Dads-to-be who want to share their partner’s maternity leave are being invited to take part in a paternity coaching programme run at professional services firm Ernst & Young.
The company started up a cohesive maternity coaching programme in January and since April, when new additional paternity legislation came into effect, it has been open to new dads who wish to share the mother’s parental leave after their baby is born.
So far no dads have come forward, but Liz Bingham, a partner at Ernst & Young with expertise in restructuring, says it is early days still. The company is also looking to extend the voluntary programme eventually to all new dads once it has got sufficient data from mothers to show its value.
Bingham says: “We realise that parenthood is equally life altering for men and women.”

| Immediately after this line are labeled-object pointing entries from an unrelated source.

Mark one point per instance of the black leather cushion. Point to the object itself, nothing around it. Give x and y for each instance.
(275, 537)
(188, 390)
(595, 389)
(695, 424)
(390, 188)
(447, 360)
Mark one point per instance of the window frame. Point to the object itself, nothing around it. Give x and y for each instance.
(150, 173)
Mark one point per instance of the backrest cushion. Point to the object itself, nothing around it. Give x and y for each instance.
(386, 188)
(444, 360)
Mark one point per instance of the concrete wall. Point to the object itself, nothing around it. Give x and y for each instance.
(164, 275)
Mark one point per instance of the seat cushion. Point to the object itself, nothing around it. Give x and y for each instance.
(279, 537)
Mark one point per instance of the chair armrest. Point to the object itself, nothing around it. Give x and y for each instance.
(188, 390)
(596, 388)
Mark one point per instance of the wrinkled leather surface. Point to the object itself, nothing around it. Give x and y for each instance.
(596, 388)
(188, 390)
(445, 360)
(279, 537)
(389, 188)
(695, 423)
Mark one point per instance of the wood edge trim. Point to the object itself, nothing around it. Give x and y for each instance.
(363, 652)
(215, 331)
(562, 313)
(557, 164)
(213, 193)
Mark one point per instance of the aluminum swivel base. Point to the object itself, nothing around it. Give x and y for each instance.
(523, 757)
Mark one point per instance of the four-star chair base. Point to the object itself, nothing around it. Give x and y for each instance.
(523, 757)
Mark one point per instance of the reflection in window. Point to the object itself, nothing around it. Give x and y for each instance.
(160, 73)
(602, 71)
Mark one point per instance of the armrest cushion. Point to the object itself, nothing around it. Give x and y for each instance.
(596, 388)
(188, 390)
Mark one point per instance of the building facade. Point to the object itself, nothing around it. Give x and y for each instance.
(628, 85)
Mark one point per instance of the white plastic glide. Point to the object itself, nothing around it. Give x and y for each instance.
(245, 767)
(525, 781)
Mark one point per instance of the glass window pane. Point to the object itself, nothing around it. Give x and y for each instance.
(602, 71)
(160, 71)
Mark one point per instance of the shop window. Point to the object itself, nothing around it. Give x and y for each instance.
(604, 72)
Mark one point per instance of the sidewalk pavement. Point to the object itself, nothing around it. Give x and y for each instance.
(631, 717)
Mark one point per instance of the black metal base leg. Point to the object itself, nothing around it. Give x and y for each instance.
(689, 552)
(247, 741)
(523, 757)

Ernst & Young is also seeking to “refresh” its language around the family benefits it offers, such as childcare vouchers, to remind staff that they include not just dads but adoptive parents and gay and lesbian parents. Instead of referring to maternity or paternity leave which suggests birth parents, for instance, it will refer to parental leave. “We don’t want to inadvertently disenfranchise anyone and we want to stay ahead of the game on these issues,” says Bingham, adding that the company has offices in the Channel Islands which do not recognise civil partnerships. However, all Ernst & Young employees there have the same benefits as those in the UK. One lesbian employee there, for instance, has just had her first child and took advantage of the company’s parental leave policy.
The maternity coaching programme which was launched in January has already had around 250 women going through it.

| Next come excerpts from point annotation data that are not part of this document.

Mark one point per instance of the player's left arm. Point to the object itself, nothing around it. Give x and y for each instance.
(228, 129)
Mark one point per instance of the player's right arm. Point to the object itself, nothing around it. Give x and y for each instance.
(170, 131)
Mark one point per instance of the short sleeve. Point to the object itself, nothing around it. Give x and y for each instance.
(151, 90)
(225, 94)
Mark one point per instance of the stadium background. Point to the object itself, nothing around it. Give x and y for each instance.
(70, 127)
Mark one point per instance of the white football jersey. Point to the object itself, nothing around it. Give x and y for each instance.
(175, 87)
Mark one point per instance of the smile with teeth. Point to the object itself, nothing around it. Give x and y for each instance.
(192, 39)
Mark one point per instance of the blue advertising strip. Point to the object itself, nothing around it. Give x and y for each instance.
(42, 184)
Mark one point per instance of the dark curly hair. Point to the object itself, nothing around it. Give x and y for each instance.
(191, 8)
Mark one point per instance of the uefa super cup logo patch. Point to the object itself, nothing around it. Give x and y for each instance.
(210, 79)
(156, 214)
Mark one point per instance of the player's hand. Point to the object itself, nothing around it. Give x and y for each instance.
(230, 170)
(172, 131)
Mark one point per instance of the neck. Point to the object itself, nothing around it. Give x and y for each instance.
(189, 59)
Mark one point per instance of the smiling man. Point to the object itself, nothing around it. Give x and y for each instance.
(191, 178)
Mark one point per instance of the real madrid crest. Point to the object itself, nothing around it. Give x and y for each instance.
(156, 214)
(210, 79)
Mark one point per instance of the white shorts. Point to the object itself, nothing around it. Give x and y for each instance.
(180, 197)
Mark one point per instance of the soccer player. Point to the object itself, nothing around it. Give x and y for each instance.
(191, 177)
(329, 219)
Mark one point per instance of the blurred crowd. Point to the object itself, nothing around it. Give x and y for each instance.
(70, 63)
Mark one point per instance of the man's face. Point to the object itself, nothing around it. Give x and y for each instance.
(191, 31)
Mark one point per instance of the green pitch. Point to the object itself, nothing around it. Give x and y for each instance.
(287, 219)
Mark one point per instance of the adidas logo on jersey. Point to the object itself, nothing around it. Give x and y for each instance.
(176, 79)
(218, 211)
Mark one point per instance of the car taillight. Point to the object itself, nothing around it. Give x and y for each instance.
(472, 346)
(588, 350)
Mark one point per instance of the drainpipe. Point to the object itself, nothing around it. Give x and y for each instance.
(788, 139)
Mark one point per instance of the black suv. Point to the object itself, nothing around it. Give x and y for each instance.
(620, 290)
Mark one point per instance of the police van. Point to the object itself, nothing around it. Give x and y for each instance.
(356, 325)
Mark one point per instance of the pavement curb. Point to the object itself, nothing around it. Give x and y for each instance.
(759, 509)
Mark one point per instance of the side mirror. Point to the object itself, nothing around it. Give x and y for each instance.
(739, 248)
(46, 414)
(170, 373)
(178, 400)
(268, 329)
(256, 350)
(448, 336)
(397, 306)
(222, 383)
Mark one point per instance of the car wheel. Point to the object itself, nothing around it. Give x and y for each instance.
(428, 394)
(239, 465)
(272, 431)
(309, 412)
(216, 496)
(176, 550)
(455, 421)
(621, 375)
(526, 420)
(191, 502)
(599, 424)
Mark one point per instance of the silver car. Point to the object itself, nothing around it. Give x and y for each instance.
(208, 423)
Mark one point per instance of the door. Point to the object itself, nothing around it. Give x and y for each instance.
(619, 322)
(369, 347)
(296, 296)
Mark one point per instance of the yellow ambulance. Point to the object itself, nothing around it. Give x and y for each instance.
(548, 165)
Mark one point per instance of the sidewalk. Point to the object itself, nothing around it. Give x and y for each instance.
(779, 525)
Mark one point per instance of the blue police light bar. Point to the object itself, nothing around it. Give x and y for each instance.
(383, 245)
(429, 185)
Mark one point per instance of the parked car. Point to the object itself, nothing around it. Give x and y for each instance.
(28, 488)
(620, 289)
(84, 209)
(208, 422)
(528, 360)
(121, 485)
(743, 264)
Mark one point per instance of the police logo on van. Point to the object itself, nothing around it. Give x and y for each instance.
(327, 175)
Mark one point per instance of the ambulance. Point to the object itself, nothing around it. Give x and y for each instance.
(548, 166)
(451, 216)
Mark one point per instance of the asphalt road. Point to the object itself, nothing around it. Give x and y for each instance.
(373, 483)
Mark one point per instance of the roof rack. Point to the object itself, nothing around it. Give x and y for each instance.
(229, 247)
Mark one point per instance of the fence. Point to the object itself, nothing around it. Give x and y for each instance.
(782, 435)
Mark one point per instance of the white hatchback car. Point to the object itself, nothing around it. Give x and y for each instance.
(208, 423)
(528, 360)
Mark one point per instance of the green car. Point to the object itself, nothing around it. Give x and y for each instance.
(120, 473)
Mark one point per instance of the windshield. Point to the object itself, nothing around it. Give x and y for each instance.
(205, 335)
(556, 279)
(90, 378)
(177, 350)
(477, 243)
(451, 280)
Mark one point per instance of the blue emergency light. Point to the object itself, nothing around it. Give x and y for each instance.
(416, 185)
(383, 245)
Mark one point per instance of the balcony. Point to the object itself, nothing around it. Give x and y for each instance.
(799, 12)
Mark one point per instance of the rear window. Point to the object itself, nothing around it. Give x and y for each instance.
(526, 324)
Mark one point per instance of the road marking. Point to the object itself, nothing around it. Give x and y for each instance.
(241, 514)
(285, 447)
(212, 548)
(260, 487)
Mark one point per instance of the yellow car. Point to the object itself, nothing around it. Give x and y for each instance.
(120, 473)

Before January, the company did offer maternity coaching, but Bingham says this was very ad hoc. “The idea is to make this much more formalised as we regard it as a very important area we want to invest in,” she says.
The programme, which is led by the Talking Talent company, is run in three stages. The first stage is while the woman is still working and planning her maternity leave. It focuses on issues such as positive handovers which minimise the impact of her maternity leave on the business. It also provides support to the women by flushing out any anxieties they might have. Bingham says the main anxieties seem to centre around how the woman will be perceived when she returns to work by both her clients and her team, how she will manage her workload and whether she will have access to the same career opportunities as before. “We want to make sure they understand that having a baby is not career threatening. It’s a life enhancing event. We want to give women the confidence to have that conversation and to be both realistic and demanding of the firm,” says Bingham.
The second stage is when they are on maternity leave and are starting to think about coming back. The women use their Keeping in Touch days to do the programme which looks at their expectations of the business and the business’ expectations about them, given that their priorities may have shifted considerably since they gave birth. “It’s about preparing them for a confident return to work,” says Bingham.
The third stage occurs when they are back at work and is about making sure their reintegration is smooth and that communication of any potential problems is good.
The programme also provides mandatory coaching for counsellors and counselling managers. Bingham says the programme is voluntary for mums, but if a mum decides to go on the programme their counsellor or counselling manager, who is usually their line manager, must take part in the coaching so they can learn how to support her and provide a supportive environment when she returns to the office.
More senior women have one to one maternity coaching, while those lower down the scale have coaching in groups of three to four. Bingham says it is too early for empirical data on the programme, but the anecdotal feedback is good. “One senior manager from a regional office went through the programme for her second child and said it was like night and day from what she experienced the first time around. She said she felt she could create opportunities for herself and be quite demanding,” she stated.